Die Inzidenzwerte in den Kommunen im Main-Kinzig-Kreis und insbesondere in Hanau bewegten sich derzeit auf einem sehr hohen Niveau. „Es ist erkennbar, dass enge urbane Räume in der Rhein-Main-Region bei den Inzidenzen in Hessen derzeit an der Spitze liegen“, bilanzieren Stadt- und Kreisspitze. Frankfurt weise eine Inzidenz von 290 (RKI) aus, Offenbach von 342 (eigene Homepage) und Hanau, würde man es im Main-Kinzig-Kreis gesondert betrachten, einen Wert von über 370 aus. Doch auch in allen anderen Städten und Gemeinden im Main-Kinzig-Kreise seien zum jetzigen Zeitpunkt hohe Infektionswerte festzustellen. Dies zeige der kreisweite Inzidenzwert von 217. Das bedeute, dass sich das Virus in der Bevölkerung ausbreite.

„Auch wenn die Auswirkungen der Maßnahmen erst ab der kommenden Woche effektiv Wirkung zeigen können, betrachten wir diese Entwicklungen derzeit mit großer Sorge“, sagt Gesundheitsdezernentin Susanne Simmler. Die Sorge begründe sich darauf, dass in den vergangenen drei Wochen die Zahl der belegten Intensivbetten in den Krankenhäusern in Hanau, Gelnhausen und Schlüchtern massiv angestiegen sei. Während am 14. Oktober im gesamten Kreisgebiet keine Patienten auf der Covid-Intensivstation gelegen hätten, seien dies am Freitag bereits 14 gewesen, davon acht unter künstlicher Beatmung. Auch in sensiblen Einrichtungen wie Seniorenheimen sei ein vermehrter Eintrag des Virus festzustellen gewesen. Diese Entwicklung sei zwar auch bundesweit feststellbar, was jedoch nicht die Dramatik gerade in der hoch vulnerablen Gruppe an Personen abschwäche.

„Wir sind sehr nahe am Stand vom Frühjahr – an einigen Stellen schon einen Schritt weiter“, so die Kreis- und Stadtspitze. „Das macht jede Maßnahme, jede Entscheidung eines jeden von uns umso wichtiger. Jeder, der Hilfe braucht, soll sie bekommen. Jeder der Hilfe leisten kann, soll sie leisten können. Das geht nur, wenn wir die Gesundheitssysteme nicht überfordern.“ Die Lage in Krankenhäusern bereite ernsthafte Sorge: „Wir sind mittlerweile in der Situation, dass Elektiveingriffe in unseren Krankenhäusern zurückgefahren werden müssen, um die notwendigen Kapazitäten im Bereich der Intensivstationen für Corona-Patienten vorzuhalten und auch das pflegerische Personal nicht überzubelasten“, sagt Stolz.

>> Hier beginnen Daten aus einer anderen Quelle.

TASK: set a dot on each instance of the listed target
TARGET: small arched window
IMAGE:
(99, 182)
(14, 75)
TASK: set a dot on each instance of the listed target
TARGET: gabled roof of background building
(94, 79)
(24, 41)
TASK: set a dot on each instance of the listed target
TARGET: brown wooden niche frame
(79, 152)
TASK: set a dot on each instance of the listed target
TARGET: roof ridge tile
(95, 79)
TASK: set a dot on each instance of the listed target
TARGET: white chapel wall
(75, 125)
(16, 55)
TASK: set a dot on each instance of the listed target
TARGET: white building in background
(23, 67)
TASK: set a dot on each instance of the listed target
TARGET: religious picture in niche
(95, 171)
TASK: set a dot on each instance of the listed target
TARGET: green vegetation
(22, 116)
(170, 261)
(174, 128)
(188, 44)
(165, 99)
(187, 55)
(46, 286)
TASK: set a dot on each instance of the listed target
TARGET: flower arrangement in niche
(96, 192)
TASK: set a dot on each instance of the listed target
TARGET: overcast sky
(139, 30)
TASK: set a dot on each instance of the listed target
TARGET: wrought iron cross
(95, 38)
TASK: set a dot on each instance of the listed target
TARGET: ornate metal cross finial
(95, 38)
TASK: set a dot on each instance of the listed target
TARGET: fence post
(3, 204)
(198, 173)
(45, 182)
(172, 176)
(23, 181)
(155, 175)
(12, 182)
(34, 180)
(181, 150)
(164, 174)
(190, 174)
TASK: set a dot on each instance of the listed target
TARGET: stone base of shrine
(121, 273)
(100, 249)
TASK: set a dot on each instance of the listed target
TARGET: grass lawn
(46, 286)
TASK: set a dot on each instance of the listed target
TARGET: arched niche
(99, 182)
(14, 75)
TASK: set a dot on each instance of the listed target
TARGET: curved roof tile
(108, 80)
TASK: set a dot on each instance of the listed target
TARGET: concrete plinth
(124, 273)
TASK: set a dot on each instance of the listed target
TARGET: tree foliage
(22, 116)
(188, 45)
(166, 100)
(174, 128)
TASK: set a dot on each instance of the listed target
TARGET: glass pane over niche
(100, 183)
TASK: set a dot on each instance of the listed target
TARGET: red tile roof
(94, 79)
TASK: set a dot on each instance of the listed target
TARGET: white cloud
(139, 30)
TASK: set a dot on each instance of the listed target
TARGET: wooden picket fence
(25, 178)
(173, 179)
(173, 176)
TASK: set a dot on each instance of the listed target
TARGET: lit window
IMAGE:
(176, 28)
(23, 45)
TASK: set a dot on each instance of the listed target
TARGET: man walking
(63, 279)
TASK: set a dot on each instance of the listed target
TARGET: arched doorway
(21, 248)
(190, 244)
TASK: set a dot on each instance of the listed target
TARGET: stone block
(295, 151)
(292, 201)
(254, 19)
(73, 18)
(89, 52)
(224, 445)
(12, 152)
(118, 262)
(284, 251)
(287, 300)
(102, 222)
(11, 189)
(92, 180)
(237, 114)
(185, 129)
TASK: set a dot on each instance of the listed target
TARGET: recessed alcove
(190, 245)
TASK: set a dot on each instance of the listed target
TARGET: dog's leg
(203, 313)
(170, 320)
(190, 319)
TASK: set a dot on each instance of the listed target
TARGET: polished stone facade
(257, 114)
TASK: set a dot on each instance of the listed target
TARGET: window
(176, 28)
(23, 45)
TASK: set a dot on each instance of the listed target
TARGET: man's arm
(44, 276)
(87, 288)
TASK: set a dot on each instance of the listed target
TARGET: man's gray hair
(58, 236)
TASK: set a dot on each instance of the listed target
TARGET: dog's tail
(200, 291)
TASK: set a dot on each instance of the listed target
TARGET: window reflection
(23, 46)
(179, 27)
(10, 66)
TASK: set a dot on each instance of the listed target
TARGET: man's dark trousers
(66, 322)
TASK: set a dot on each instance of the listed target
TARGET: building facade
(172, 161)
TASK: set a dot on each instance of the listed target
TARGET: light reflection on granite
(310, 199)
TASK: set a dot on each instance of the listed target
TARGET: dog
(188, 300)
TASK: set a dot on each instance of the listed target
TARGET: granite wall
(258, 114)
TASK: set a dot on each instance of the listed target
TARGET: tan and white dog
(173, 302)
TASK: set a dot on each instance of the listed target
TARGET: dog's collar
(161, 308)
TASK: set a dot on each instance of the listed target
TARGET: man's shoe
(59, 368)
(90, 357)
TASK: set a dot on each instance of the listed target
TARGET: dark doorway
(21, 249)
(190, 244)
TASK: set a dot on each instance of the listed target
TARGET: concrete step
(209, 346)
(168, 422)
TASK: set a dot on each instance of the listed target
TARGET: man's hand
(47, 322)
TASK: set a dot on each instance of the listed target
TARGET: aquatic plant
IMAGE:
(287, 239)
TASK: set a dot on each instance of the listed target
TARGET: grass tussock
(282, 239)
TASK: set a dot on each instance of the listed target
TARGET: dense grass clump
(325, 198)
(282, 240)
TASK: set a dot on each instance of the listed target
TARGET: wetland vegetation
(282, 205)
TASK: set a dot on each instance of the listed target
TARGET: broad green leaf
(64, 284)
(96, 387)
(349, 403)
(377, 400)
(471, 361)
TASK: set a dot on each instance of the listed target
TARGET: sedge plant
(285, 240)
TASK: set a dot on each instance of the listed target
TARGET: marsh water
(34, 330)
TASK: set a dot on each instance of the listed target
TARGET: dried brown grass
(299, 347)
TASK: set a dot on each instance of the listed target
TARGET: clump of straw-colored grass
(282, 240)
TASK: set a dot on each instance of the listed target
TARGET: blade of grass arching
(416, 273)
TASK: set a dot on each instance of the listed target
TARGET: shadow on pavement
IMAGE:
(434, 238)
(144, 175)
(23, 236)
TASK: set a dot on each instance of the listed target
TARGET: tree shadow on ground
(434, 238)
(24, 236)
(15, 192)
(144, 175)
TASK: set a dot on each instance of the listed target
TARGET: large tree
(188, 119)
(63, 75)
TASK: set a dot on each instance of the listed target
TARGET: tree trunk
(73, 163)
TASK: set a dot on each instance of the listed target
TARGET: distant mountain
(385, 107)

Auch wenn es mancher noch immer nicht wahrhaben wolle: „Es tritt exakt das ein, was wir immer gesagt haben: Mit einer Zunahme des Infektionsgeschehens innerhalb der Bevölkerung steigen auch die stationären Aufnahmen. Der Rettungsdienst führt den Krankenhäusern kontinuierlich Patienten zu – auch Patienten von außerhalb des Kreises –, die Aufnahmen in den Normalstationen steigen, und die Intensivstationen haben viel zu tun. Gleichzeitig vermelden auch unsere Krankenhäuser Corona-Fälle unter der Mitarbeiterschaft. Genau das ist insgesamt eine herausfordernde Situation.“

Durch die Ende vergangener Woche getroffene Entscheidung, in den Schulen des Kreises zunächst bis zu den Weihnachtsferien den Unterricht im Wechsel zwischen Präsenz und Distanz ab Klasse 7 zu organisieren, hoffen alle Verantwortlichen auf Entspannung. „Mit Stand vom Donnerstag waren 39 Schulen im Kreis von Covid-Fällen betroffen. Mehr Distanz ist das allgemeine Ziel. Das geht nur mit weniger Schülern in den Klassen. Wir sehen sonst die Gefahr des ‚Salami-Lockdown‘ – alleine schon, wenn zu viele Lehrer in Quarantäne gehen müssen und keine Lehrkräfte mehr in den Schulen unterrichten können.“

Mit großer Besorgnis und einer gehörigen Portion Unverständnis schauen Stadt- und Kreisspitze auf die Reihen der Corona-Leugner und „Querdenker“, die für sich besondere Rechte in Anspruch nehmen wollten, wie die Demonstration in Leipzig offenbart habe. In Hanau seien es am Mittwoch zum Glück nur rund 50 Demonstranten gewesen. „Unser Bundespräsident hat die richtigen Worte gefunden: Rücksichtslosigkeit ist kein Freiheitsrecht“, schließen sich OB Kaminsky, Landrat Stolz und Dezernentin Simmler Frank Walter Steinmeier an.